Photos and article by Etienne Fouche
What is a Hot Rod? To me personally, it is always something that is built from the heart, regardless of what others may think. And not forgetting a powerful and noisy V8 thrown into the mix. Back in the day, youngsters were always finding new and cheap ways to get their little coupes and four doors to go faster which included, amongst other things, pulling off hubcaps, ripping out the back seat and removing windshield wiper arms. The end result that additional speed was gained by removing weight from the car. Other ways that were explored with regards to increasing speed of a vehicle were re-grinding camshafts for more lift and separation, fiddling with old Rochester single barrel carbs, filing ports and welding longer exhaust manifolds.
All of this created a new and exciting culture. Friends were made and lost in street races and Roadhouses, drive-in cinemas and tune-up shops were the places to be seen. Now, decades later, we still enjoy going fast and due to this, a lot of us still wish we were a part of that era.
Liza van Zyl made her dream a reality in the form of this neat fibreglass ‘33 Coupe Roadster. Liza and her husband, Adriaan have always loved high-powered cars. Both of them have enjoyed success doing circle track racing. This racing passion has taken them to America a few times and Liza has even raced in the States on the Dixie track, finishing a respectable 5th place against the Yanks. Through all their travels and American friends, it made their urge to own a Rod grow. Last year, at a car show, they noticed an orange ‘33 Coupe Roadster and they got to work on negotiating a price that would convince the owner to sell… R325 000 later and they finally owned their own Hot Rod. Adriaan started immediately by stripping the ‘33 down so that they could build the car of their dreams. They removed fenders, skirts. They added air suspension so that she could go low and left the rest of the suspension as the traditional Jag set up. Fast forward 8 months and there was finally form to Liza’s vision.
The body was prepared to perfection and shot with satin black paint. Some ghost flames were added to pull the whole theme together. Paint was done by Quinton Fouche of Satio Touch in Pretoria. The existing small block Chevy was improved with AFR heads and the cam changed to a slightly milder version for street use. The air fuel mixture gets sucked into the engine by a 650CFM Holley and spent gas exits out through a full stainless steel custom mandrel bent exhaust system. It must be said that this exhaust system is a work of art and cost a lot more than your typical Corolla mild steel set up.
All of this get up and go gets pushed down onto the road with steamroller size rear wheels that are 18.5 inches in diameter. This is serious rubber and the widest I have seen on a road legal car.

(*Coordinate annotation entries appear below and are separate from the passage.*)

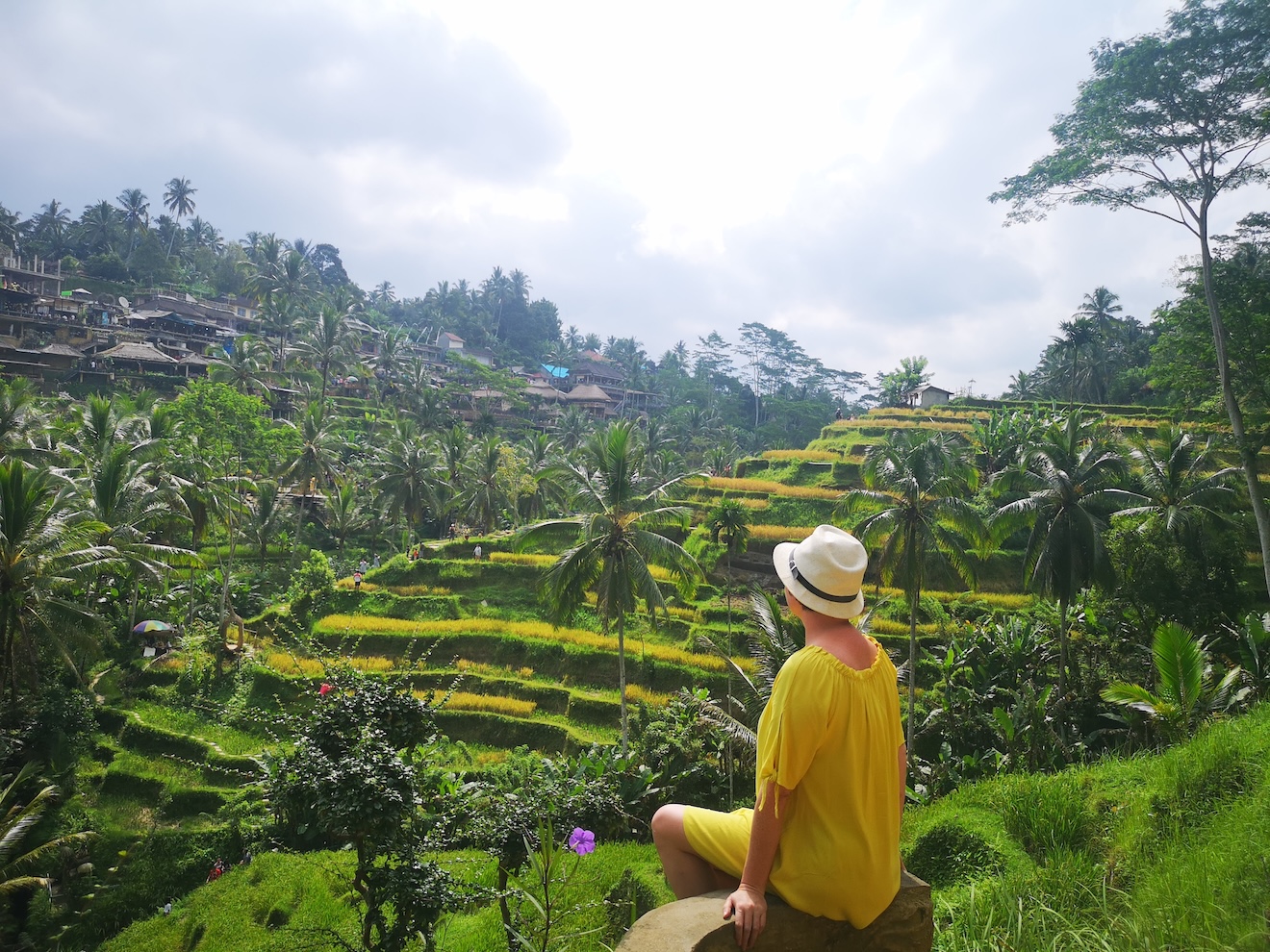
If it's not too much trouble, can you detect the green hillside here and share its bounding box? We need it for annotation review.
[103,705,1270,952]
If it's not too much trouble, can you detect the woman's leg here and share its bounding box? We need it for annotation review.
[652,804,737,899]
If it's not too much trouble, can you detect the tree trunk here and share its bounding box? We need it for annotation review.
[904,583,922,757]
[618,612,628,757]
[724,542,735,811]
[1058,595,1067,711]
[1199,207,1270,604]
[497,860,520,952]
[291,476,309,571]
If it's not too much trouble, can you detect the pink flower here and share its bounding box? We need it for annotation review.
[569,826,596,856]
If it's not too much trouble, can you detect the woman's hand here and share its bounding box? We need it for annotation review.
[723,884,767,952]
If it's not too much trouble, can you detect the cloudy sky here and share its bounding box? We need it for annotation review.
[0,0,1267,396]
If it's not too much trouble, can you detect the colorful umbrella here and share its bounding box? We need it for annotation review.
[132,618,171,635]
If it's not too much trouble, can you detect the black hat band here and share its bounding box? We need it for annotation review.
[790,552,860,604]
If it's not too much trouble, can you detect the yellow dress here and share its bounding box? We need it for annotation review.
[683,639,904,929]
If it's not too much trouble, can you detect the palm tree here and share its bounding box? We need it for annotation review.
[163,178,198,258]
[1119,424,1239,542]
[556,406,591,453]
[326,481,366,559]
[993,410,1136,703]
[522,420,701,755]
[80,440,202,628]
[699,590,806,757]
[279,404,342,570]
[370,281,396,311]
[1103,622,1249,739]
[114,188,150,257]
[0,377,36,457]
[1054,317,1096,405]
[843,430,983,751]
[0,763,96,901]
[207,335,273,393]
[242,480,283,571]
[79,198,119,251]
[32,198,70,258]
[0,202,21,251]
[297,306,353,405]
[373,438,444,536]
[702,495,749,645]
[457,436,513,535]
[0,460,115,702]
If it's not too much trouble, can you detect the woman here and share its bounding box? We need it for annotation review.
[652,525,906,949]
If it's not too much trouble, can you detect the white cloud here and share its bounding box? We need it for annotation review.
[0,0,1265,393]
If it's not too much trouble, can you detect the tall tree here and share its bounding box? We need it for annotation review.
[297,306,353,405]
[163,178,198,255]
[702,495,749,645]
[374,437,444,536]
[993,410,1138,703]
[991,0,1270,594]
[0,460,115,706]
[279,404,342,568]
[114,188,150,257]
[843,430,981,750]
[522,421,701,757]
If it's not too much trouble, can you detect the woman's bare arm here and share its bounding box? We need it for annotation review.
[723,781,793,952]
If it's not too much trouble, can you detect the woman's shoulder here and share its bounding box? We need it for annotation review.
[797,635,896,681]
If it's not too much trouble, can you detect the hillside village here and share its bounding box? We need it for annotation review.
[0,246,656,420]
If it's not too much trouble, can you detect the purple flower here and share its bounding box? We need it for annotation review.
[569,826,596,856]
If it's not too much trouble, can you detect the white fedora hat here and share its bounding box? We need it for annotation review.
[773,525,869,618]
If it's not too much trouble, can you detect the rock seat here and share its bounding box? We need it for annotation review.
[618,872,935,952]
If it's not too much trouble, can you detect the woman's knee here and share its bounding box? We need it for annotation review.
[652,804,687,846]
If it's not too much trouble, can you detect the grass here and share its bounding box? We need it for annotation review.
[414,689,539,717]
[100,847,673,952]
[903,705,1270,952]
[310,614,753,677]
[706,476,842,499]
[749,525,814,542]
[128,701,270,755]
[763,449,842,463]
[489,552,559,568]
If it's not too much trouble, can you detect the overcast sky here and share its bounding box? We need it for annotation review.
[0,0,1270,396]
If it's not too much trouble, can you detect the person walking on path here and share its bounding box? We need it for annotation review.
[652,525,906,949]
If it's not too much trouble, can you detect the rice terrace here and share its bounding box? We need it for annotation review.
[0,0,1270,952]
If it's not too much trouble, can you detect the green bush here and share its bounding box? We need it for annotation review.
[119,718,208,762]
[159,789,229,817]
[905,820,1002,889]
[71,828,242,952]
[102,765,166,804]
[92,707,130,738]
[1001,772,1100,862]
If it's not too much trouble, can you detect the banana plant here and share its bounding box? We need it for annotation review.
[1103,622,1250,740]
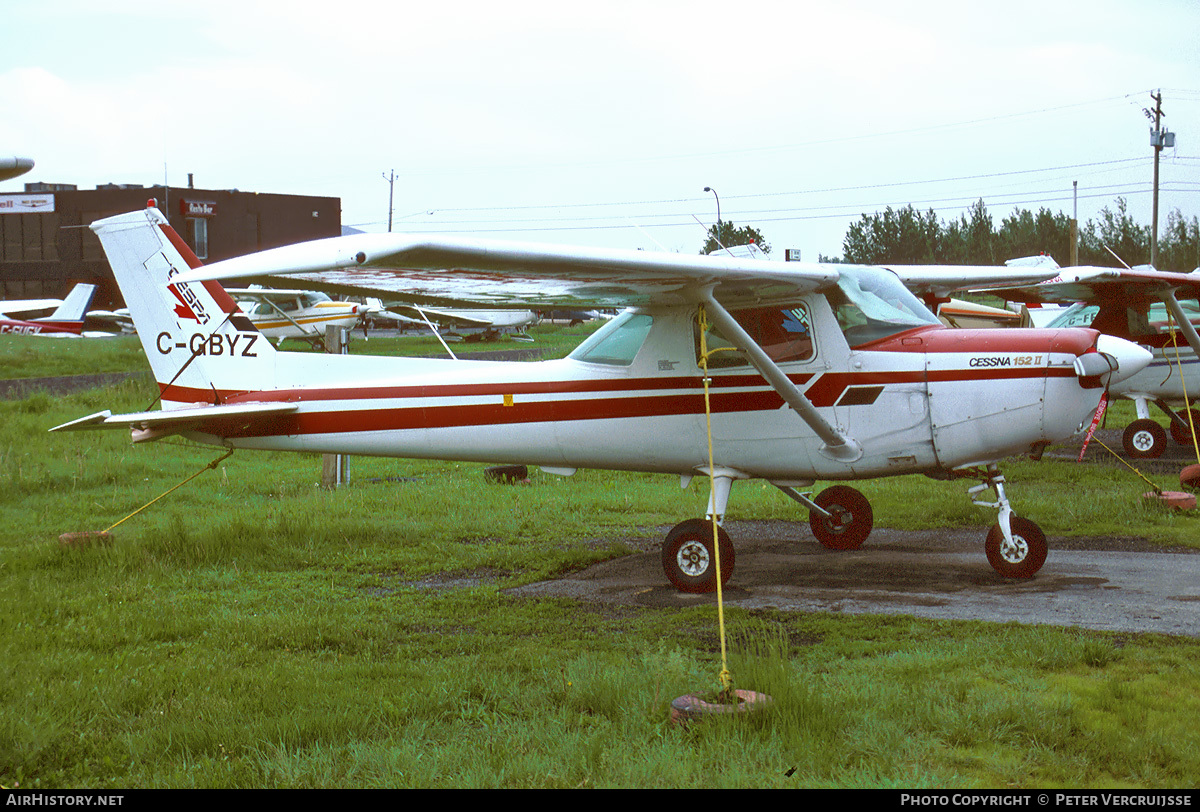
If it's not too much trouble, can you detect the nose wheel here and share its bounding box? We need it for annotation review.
[662,519,733,593]
[967,465,1049,578]
[809,485,875,549]
[1121,417,1166,459]
[984,516,1048,578]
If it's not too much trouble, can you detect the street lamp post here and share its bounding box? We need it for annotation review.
[704,186,721,229]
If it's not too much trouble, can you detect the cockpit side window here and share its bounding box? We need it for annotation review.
[694,305,815,369]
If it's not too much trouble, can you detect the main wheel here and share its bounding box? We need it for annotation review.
[662,519,733,593]
[1171,409,1200,445]
[983,516,1048,578]
[1121,417,1166,459]
[809,485,875,549]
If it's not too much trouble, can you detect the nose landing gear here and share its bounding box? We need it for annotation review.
[967,465,1049,578]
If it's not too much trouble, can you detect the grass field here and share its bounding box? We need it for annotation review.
[0,328,1200,788]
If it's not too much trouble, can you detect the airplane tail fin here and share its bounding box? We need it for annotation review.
[42,283,96,321]
[91,207,275,409]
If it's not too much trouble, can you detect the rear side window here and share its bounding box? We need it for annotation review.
[695,305,815,369]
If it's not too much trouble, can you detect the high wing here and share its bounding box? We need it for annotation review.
[169,234,1058,308]
[179,234,839,308]
[882,263,1060,299]
[0,299,62,315]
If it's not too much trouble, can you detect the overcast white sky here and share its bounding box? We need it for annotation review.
[0,0,1200,261]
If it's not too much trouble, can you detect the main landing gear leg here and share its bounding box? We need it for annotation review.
[662,473,737,593]
[967,465,1048,578]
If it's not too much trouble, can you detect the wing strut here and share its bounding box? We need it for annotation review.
[702,295,863,463]
[1163,290,1200,356]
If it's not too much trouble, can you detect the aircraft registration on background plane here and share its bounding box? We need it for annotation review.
[988,265,1200,458]
[0,283,96,338]
[52,207,1150,593]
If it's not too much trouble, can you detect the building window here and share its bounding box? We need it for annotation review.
[187,217,209,259]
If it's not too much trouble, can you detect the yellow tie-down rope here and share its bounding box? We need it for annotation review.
[1166,319,1200,463]
[700,305,734,691]
[102,447,233,533]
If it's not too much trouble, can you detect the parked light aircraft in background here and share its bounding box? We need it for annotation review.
[348,297,538,341]
[0,283,96,338]
[53,209,1150,591]
[988,266,1200,457]
[229,288,364,348]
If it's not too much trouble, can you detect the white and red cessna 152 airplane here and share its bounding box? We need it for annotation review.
[53,207,1150,591]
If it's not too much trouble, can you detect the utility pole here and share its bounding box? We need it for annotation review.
[1068,180,1079,267]
[383,164,396,234]
[1142,90,1175,267]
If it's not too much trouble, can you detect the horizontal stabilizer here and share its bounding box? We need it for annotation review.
[50,403,298,437]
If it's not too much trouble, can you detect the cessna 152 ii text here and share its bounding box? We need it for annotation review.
[988,266,1200,458]
[53,207,1150,591]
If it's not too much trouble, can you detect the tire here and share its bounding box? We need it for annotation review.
[809,485,875,549]
[984,516,1048,578]
[1121,417,1166,459]
[662,519,734,594]
[1171,409,1200,445]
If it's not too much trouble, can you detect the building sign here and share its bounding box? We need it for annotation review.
[0,194,54,215]
[179,198,217,217]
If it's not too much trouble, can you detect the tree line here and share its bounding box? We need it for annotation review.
[820,198,1200,271]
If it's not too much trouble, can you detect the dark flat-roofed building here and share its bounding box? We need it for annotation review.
[0,184,342,307]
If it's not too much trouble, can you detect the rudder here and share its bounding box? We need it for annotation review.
[91,202,276,409]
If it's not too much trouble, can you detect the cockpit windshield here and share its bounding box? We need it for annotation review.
[828,265,941,347]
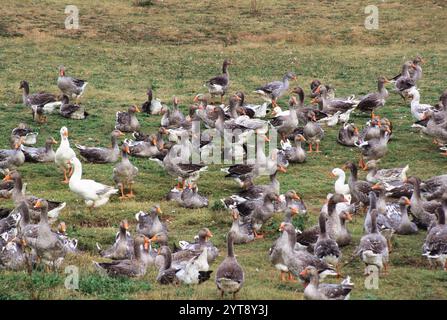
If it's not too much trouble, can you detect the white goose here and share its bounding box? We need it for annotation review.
[408,87,433,121]
[68,157,118,208]
[331,168,351,197]
[54,127,76,183]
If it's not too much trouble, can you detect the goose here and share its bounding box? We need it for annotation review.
[312,85,357,115]
[19,80,61,114]
[150,144,208,188]
[96,220,135,260]
[331,168,350,196]
[230,208,255,244]
[408,87,434,124]
[68,157,119,208]
[269,219,296,282]
[24,199,67,268]
[343,161,372,207]
[422,195,447,271]
[59,94,89,120]
[335,211,352,247]
[124,135,165,158]
[410,56,425,83]
[161,97,185,128]
[356,77,389,119]
[270,101,298,142]
[237,193,281,239]
[337,123,359,147]
[54,127,76,183]
[300,266,354,300]
[57,66,88,100]
[326,193,353,244]
[0,234,28,271]
[176,247,213,284]
[156,246,181,285]
[366,160,410,186]
[226,94,268,132]
[281,134,306,163]
[21,137,57,162]
[358,116,382,141]
[254,72,297,107]
[275,190,307,215]
[141,88,163,115]
[0,205,23,234]
[421,174,447,200]
[10,122,39,147]
[357,126,391,170]
[314,213,341,274]
[355,209,389,273]
[179,228,219,263]
[303,111,324,153]
[215,231,245,299]
[288,87,329,125]
[56,221,79,254]
[93,235,149,278]
[363,189,395,252]
[205,59,231,104]
[280,222,336,279]
[0,138,25,169]
[236,91,268,118]
[113,143,138,199]
[135,205,167,238]
[396,197,418,235]
[115,106,140,132]
[393,61,416,101]
[31,104,48,124]
[180,183,209,209]
[221,147,287,182]
[3,171,66,221]
[406,177,441,229]
[76,129,124,163]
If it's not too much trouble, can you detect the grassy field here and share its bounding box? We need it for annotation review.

Custom widened American Racing wheels are wrapped with Hoosier tyres all round. The wheels just knock the look out the park as nothing spoils a car more than the wrong wheels. Interior-wise things were kept neat with two-bucket seats keeping the driver and passenger in place whilst the car takes corners. The first thing you see looking out the front window is the big flytrap intake polished to a shimmer. Dials are well in view with fuel and brake pedal in comfortable reach. For those readers whom have builda “kit car” will know that it is not always easy to get form and function right, something we take for granted in our daily drivers.
The cost to date of this build is R600K. This is by no means cheap speed like in “the good old days” but absolutely worth every penny for someone this passionate about Rodding. This car has already won various awards which include the Ivor Pringle floating award,
Best of Show, Best Rod, Best Engine Bay and the list goes on. No doubt “4ever17” will continue making waves within the Gauteng custom car scene. At the end of the day, Hot Rodding can be summarized as self-expression, art, damn cool and a dream come true.